If you’ve bought a mod that takes external batteries then the type of batteries you’re going to be using will matter. Especially if you’re going to be on a mechanical mod. As there’s no circuitry to get the most out of a battery, considering the voltage draw and the available AMP output of the battery will determine how well your vaping experience will be.

Don’t go thinking you can just pop some AA batteries in your mod, these typically do not have enough amp draw or capacity to handle vaping. The most common battery types are 18650 batteries however it is important to buy batteries from trusted suppliers as there are a lot of re-wrapped and cloned batteries out there.


Similar to batteries, there’s so many cotton types out there. When I first started vaping I soon realised that the cotton was literally the same as makeup remover cotton pads! These days there are cotton made specifically for vaping, some consist of heat resistance materials to increase the lifespan of the cotton. The type of cotton and how much you use will affect how efficiently the juice is soaked and drawn up to the coil. Youtube is full of wicking methods and the amount of cotton per atomiser changes to depending on how you like it. Japanese organic cotton with a Scottish Roll method is my current flavourite as it gives me a consistent flavour across all of my atomisers.

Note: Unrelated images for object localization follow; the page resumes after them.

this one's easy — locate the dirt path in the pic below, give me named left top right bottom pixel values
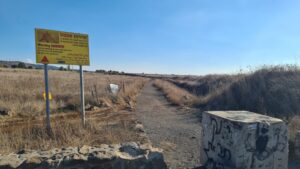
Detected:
left=135, top=82, right=202, bottom=169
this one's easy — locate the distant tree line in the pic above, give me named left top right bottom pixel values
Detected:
left=0, top=64, right=8, bottom=68
left=95, top=69, right=125, bottom=75
left=0, top=62, right=33, bottom=69
left=0, top=63, right=126, bottom=75
left=59, top=66, right=67, bottom=71
left=0, top=63, right=71, bottom=71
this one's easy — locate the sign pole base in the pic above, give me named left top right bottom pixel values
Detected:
left=79, top=65, right=86, bottom=127
left=44, top=64, right=51, bottom=133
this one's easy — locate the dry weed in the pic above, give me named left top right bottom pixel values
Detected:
left=0, top=116, right=142, bottom=154
left=153, top=79, right=198, bottom=107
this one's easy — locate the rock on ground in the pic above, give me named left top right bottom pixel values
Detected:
left=0, top=107, right=13, bottom=117
left=0, top=142, right=167, bottom=169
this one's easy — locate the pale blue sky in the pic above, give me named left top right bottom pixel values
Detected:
left=1, top=0, right=300, bottom=75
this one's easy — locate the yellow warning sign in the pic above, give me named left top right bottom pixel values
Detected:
left=35, top=28, right=89, bottom=65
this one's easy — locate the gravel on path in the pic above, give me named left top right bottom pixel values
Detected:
left=135, top=82, right=202, bottom=169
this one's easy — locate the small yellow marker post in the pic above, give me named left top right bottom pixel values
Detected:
left=43, top=92, right=52, bottom=101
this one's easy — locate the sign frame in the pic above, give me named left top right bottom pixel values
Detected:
left=35, top=28, right=90, bottom=66
left=35, top=28, right=89, bottom=132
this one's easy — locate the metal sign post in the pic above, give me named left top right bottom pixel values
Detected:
left=43, top=64, right=51, bottom=132
left=35, top=28, right=89, bottom=130
left=79, top=65, right=86, bottom=127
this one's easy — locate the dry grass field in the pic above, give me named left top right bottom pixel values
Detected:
left=0, top=68, right=148, bottom=154
left=1, top=65, right=300, bottom=159
left=167, top=65, right=300, bottom=118
left=0, top=68, right=147, bottom=117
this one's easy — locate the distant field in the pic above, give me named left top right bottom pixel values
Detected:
left=0, top=68, right=147, bottom=117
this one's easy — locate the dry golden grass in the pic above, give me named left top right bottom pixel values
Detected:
left=153, top=79, right=198, bottom=107
left=0, top=114, right=145, bottom=154
left=0, top=68, right=147, bottom=117
left=0, top=68, right=148, bottom=154
left=194, top=65, right=300, bottom=118
left=168, top=65, right=300, bottom=118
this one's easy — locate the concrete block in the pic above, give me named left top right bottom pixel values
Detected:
left=202, top=111, right=288, bottom=169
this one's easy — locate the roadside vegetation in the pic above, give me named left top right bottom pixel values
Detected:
left=167, top=65, right=300, bottom=119
left=153, top=65, right=300, bottom=153
left=153, top=79, right=199, bottom=107
left=0, top=112, right=145, bottom=154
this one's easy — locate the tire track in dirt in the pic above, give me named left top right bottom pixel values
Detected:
left=135, top=82, right=202, bottom=169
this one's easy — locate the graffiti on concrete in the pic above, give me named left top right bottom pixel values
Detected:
left=203, top=113, right=288, bottom=169
left=203, top=117, right=234, bottom=169
left=244, top=123, right=288, bottom=169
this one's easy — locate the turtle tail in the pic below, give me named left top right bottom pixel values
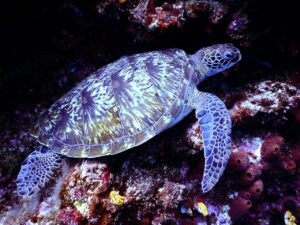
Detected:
left=16, top=146, right=62, bottom=197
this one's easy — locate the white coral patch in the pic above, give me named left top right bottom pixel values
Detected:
left=238, top=81, right=299, bottom=115
left=238, top=136, right=262, bottom=163
left=204, top=203, right=232, bottom=225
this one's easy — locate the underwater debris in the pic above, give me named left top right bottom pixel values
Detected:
left=240, top=164, right=262, bottom=185
left=261, top=135, right=285, bottom=161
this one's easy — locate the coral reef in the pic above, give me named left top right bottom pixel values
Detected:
left=60, top=161, right=111, bottom=221
left=130, top=0, right=186, bottom=29
left=230, top=81, right=300, bottom=124
left=96, top=0, right=229, bottom=29
left=229, top=196, right=252, bottom=220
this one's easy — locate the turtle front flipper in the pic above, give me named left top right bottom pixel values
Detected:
left=16, top=146, right=62, bottom=197
left=188, top=90, right=232, bottom=193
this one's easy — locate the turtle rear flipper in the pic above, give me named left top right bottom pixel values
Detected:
left=188, top=90, right=232, bottom=193
left=16, top=146, right=62, bottom=197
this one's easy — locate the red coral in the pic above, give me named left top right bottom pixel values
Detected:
left=240, top=164, right=262, bottom=185
left=248, top=179, right=264, bottom=199
left=228, top=149, right=250, bottom=172
left=238, top=190, right=251, bottom=200
left=229, top=196, right=252, bottom=220
left=281, top=156, right=296, bottom=174
left=261, top=135, right=297, bottom=173
left=261, top=135, right=285, bottom=160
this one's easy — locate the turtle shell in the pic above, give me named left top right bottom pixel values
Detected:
left=31, top=49, right=196, bottom=158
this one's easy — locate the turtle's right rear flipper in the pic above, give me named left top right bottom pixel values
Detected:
left=16, top=146, right=62, bottom=197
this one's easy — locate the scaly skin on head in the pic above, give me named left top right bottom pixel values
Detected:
left=191, top=43, right=241, bottom=81
left=187, top=43, right=241, bottom=193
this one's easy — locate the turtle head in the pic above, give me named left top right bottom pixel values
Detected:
left=192, top=43, right=241, bottom=80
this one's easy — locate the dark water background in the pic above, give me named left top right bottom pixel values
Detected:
left=0, top=0, right=299, bottom=119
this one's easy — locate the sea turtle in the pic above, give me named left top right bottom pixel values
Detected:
left=16, top=43, right=241, bottom=197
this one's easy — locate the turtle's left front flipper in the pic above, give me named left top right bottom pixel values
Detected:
left=188, top=90, right=232, bottom=193
left=16, top=146, right=62, bottom=197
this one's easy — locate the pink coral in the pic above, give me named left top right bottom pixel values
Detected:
left=228, top=149, right=250, bottom=172
left=229, top=196, right=252, bottom=220
left=238, top=190, right=251, bottom=200
left=248, top=179, right=264, bottom=199
left=261, top=134, right=285, bottom=160
left=261, top=134, right=297, bottom=173
left=240, top=164, right=262, bottom=185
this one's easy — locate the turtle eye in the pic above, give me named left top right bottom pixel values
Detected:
left=223, top=50, right=234, bottom=59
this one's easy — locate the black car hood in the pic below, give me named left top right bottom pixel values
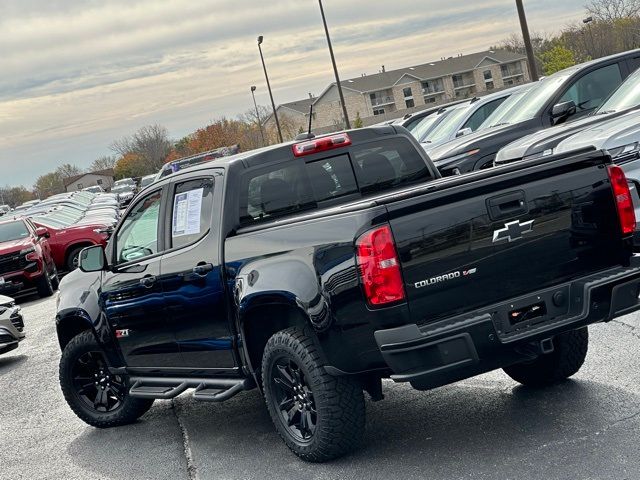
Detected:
left=426, top=123, right=517, bottom=162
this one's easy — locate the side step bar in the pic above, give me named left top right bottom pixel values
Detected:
left=128, top=376, right=255, bottom=402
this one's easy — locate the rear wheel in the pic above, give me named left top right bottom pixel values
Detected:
left=59, top=331, right=154, bottom=428
left=66, top=246, right=86, bottom=272
left=262, top=327, right=365, bottom=462
left=503, top=328, right=589, bottom=387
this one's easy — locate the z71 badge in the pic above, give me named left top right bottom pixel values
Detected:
left=414, top=268, right=477, bottom=289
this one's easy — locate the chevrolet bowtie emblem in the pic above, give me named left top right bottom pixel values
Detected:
left=492, top=220, right=534, bottom=243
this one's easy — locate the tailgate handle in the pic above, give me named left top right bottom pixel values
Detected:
left=487, top=191, right=528, bottom=221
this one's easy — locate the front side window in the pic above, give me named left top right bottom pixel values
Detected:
left=171, top=178, right=214, bottom=249
left=462, top=98, right=508, bottom=132
left=559, top=63, right=623, bottom=115
left=115, top=191, right=162, bottom=264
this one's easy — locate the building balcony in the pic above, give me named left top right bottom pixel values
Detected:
left=453, top=82, right=476, bottom=90
left=370, top=96, right=395, bottom=107
left=423, top=88, right=446, bottom=96
left=502, top=72, right=524, bottom=80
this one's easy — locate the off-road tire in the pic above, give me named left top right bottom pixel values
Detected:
left=36, top=271, right=54, bottom=298
left=262, top=327, right=366, bottom=462
left=503, top=327, right=589, bottom=386
left=59, top=331, right=154, bottom=428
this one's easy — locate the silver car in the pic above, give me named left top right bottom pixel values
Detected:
left=0, top=295, right=25, bottom=355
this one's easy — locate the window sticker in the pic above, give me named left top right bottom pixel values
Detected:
left=172, top=188, right=203, bottom=237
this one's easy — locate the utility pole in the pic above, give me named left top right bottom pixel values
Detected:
left=318, top=0, right=351, bottom=129
left=257, top=35, right=283, bottom=143
left=250, top=86, right=266, bottom=147
left=515, top=0, right=539, bottom=81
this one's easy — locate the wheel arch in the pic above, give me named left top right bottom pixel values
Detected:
left=239, top=300, right=327, bottom=381
left=64, top=241, right=97, bottom=268
left=56, top=310, right=94, bottom=350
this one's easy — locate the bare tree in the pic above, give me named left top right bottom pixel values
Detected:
left=586, top=0, right=640, bottom=21
left=111, top=124, right=171, bottom=172
left=89, top=155, right=117, bottom=172
left=55, top=163, right=83, bottom=179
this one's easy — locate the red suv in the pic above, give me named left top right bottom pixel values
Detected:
left=30, top=219, right=110, bottom=271
left=0, top=218, right=59, bottom=298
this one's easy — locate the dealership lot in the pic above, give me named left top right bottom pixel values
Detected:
left=1, top=293, right=640, bottom=480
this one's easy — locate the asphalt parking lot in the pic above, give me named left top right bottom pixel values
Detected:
left=2, top=293, right=640, bottom=480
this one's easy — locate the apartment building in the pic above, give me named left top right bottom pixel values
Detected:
left=265, top=49, right=529, bottom=137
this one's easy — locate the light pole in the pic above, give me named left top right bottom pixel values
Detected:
left=318, top=0, right=351, bottom=129
left=257, top=35, right=283, bottom=143
left=515, top=0, right=539, bottom=81
left=583, top=17, right=598, bottom=57
left=250, top=86, right=266, bottom=147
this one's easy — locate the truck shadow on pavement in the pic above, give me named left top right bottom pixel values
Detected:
left=0, top=354, right=27, bottom=374
left=65, top=377, right=640, bottom=480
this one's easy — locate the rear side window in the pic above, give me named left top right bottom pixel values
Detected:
left=241, top=163, right=315, bottom=224
left=559, top=63, right=623, bottom=115
left=352, top=138, right=432, bottom=195
left=307, top=155, right=359, bottom=202
left=239, top=138, right=433, bottom=225
left=171, top=178, right=214, bottom=249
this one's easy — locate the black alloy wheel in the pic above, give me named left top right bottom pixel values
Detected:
left=72, top=351, right=126, bottom=413
left=270, top=357, right=317, bottom=442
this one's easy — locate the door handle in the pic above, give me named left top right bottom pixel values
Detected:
left=139, top=275, right=156, bottom=288
left=192, top=263, right=214, bottom=276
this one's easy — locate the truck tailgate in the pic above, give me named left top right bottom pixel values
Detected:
left=385, top=151, right=628, bottom=326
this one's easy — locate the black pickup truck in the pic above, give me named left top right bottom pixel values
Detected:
left=56, top=126, right=640, bottom=462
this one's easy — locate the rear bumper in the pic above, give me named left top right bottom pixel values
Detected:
left=374, top=260, right=640, bottom=390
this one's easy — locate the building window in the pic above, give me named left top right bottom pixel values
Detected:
left=373, top=108, right=385, bottom=116
left=405, top=99, right=415, bottom=108
left=486, top=81, right=495, bottom=90
left=501, top=62, right=524, bottom=78
left=425, top=97, right=436, bottom=104
left=483, top=70, right=492, bottom=81
left=422, top=78, right=444, bottom=95
left=403, top=87, right=412, bottom=98
left=96, top=179, right=103, bottom=185
left=77, top=183, right=83, bottom=189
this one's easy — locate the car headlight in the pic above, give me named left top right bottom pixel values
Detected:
left=435, top=149, right=481, bottom=167
left=608, top=142, right=639, bottom=160
left=20, top=247, right=35, bottom=255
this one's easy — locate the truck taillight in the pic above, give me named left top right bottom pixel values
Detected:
left=292, top=133, right=351, bottom=157
left=608, top=165, right=636, bottom=236
left=356, top=225, right=406, bottom=306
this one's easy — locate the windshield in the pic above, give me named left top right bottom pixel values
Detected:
left=112, top=186, right=134, bottom=193
left=411, top=111, right=453, bottom=142
left=0, top=221, right=29, bottom=243
left=420, top=104, right=471, bottom=143
left=479, top=75, right=570, bottom=128
left=115, top=179, right=135, bottom=187
left=598, top=68, right=640, bottom=113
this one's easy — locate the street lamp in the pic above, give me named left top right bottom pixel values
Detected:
left=257, top=35, right=283, bottom=143
left=318, top=0, right=351, bottom=129
left=583, top=16, right=598, bottom=57
left=515, top=0, right=539, bottom=81
left=251, top=86, right=266, bottom=147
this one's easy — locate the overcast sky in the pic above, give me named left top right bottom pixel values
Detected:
left=0, top=0, right=587, bottom=187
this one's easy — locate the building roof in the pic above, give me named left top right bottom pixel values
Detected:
left=335, top=50, right=526, bottom=94
left=63, top=168, right=114, bottom=188
left=279, top=97, right=315, bottom=115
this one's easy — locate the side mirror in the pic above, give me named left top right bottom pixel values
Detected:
left=551, top=100, right=577, bottom=124
left=456, top=127, right=473, bottom=138
left=35, top=227, right=50, bottom=239
left=79, top=245, right=107, bottom=273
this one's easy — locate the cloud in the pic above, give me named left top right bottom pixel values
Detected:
left=0, top=0, right=587, bottom=186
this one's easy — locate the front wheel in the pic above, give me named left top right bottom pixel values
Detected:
left=262, top=327, right=365, bottom=462
left=36, top=271, right=54, bottom=298
left=59, top=331, right=154, bottom=428
left=503, top=327, right=589, bottom=387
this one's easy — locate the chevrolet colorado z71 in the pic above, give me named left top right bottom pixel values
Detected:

If you are venturing into rebuildable territory you need tools. You don’t needs lots of kit however brands like Coil Master have a handy kit which will generally include everything you need. To be honest all you really need is a a pair of ceramic tweezers (to adjust your coil when heating), a coil jig (to wrap your coils if you’re doing that) and a pair of scissors (to cut your cotton). Most atomisers which are rebuildable will supply you with the screwdriver or hex tool to install your coils and your mod (providing it’s regulated) will act as your ohm meter. The Coil Master V2 set has lasted me for the last 3 years without a need to upgrade or invest in more tools.


Lastly, the majority of the atomisers have standard connectors (you’ll heard the term 510 connector which relates to the size of your vaping mouthpiece hole, not to be confused with the 510 PIN which is the pin that connects your atomiser to the mod) which has seen a range of 3rd party accessories come to market to enhance your vaping experience. Materials such as Ultem and Delrin help disperse heat from your coils to your mouthpiece which will make for more comfortable vaping.

There is so much to cover here and we will go in depth to provide an all round understanding however the above should at least give you the knowledge to decide where you want to go in the first instance.